BUCKEYE, Ariz. -- 3 On Your Side has a consumer warning for folks considering buying a used car.
Sometimes even if you test-drive the car and have it inspected by a mechanic, the one thing many consumers forget to do is check for open recalls.
Kenya Gill was behind the wheel of her very first car when all of a sudden, she got a big fright.
"Making a left-hand turn and the car completely switched off," she said.
Kenya drives a 2005 Chevy Cobalt and because of that scare, Kenya said she always drives with her flashers turned on as a warning to other drivers.
"I don't want to get into any accidents and I don't want to cause anybody else to get into any accidents," she said.
Kenya's car has a couple of high-profile recalls on it. In fact, they're recalls that have been all over the news recently. One of those recalls is for GM's faulty ignition switch, which she said is exactly why her car turned off while driving. However, she said the car salesman never said a word about the open recall.
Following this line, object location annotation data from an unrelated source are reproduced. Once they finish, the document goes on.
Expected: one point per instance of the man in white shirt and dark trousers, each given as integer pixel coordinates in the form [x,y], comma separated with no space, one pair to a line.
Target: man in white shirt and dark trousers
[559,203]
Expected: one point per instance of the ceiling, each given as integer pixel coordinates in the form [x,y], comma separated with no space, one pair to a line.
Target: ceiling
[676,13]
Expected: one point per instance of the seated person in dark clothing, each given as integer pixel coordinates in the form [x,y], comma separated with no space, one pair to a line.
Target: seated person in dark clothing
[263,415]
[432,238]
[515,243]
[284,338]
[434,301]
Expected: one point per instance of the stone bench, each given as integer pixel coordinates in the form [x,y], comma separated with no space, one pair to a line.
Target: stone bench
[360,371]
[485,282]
"They should have told me," she said. "I asked them what's wrong with the car and they told me nothing's wrong with the car; it's a nice car.”
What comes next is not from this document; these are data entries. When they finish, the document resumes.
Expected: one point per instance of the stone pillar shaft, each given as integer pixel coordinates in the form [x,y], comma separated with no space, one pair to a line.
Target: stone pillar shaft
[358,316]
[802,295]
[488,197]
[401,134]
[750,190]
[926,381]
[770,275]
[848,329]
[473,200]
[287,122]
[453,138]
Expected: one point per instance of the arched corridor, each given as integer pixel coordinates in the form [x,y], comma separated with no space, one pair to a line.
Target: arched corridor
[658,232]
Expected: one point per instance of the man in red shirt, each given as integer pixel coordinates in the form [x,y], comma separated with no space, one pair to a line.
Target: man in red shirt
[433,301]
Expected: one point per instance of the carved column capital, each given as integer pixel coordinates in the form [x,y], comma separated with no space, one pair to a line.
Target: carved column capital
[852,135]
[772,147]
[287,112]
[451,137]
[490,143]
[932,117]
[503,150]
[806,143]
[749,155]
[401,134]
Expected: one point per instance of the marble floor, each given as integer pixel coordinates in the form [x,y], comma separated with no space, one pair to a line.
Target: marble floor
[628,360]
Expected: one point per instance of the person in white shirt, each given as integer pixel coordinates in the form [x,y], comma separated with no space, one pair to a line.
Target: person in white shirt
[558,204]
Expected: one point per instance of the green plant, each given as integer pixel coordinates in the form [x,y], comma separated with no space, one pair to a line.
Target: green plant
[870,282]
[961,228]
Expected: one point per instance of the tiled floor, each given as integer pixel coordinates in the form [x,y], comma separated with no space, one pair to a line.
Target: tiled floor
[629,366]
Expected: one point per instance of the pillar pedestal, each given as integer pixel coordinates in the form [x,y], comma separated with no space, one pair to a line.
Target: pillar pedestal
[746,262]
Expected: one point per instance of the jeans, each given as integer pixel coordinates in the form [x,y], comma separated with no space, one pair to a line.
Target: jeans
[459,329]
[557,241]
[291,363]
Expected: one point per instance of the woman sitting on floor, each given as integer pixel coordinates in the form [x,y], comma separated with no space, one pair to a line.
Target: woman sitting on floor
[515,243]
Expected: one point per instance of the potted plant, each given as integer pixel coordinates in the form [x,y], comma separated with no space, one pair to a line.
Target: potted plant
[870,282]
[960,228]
According to Carfax, buying cars with pending recalls happens all the time. Last year alone, 3.5 million used cars were sold with open safety recalls, something Carfax calls a major public safety issue. AAA Arizona also weighed in on the recall issue.
"Has the vehicle been recalled? Has it been in an accident? Is it a salvage title? Those are the things you definitely want to know," said Linda Gorman with AAA.
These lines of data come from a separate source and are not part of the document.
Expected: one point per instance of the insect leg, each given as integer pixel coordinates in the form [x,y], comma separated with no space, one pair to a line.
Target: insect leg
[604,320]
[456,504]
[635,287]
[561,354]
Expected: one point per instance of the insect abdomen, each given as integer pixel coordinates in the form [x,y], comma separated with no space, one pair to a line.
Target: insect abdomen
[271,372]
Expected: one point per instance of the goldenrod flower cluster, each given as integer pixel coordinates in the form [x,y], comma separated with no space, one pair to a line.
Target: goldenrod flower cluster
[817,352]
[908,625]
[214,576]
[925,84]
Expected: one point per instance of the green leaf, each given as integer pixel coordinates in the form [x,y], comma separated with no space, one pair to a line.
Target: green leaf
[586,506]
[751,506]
Gorman said buying a used vehicle requires a lot of research. While it's not against the law to sell used cars with manufacturer recalls, she said consumers need to do their own homework and never make an impulse decision.
Carfax offers a free recall check, but that won't give you everything you need to know.
"So beyond the Carfax, you can take that VIN number and either contact the Department of Motor Vehicles and see if they can put out a search on the VIN or even the manufacturer to tell you a little more of the history of that vehicle," Gorman said.
We checked Kenya's car's VIN number on Carfax, and it does show a pair of open recalls on it. Kenya said she should have checked the VIN before, not after, she bought the car.
“So just make sure that you check, make sure this is what you want and you're not getting played by these people because all they want is money," she said.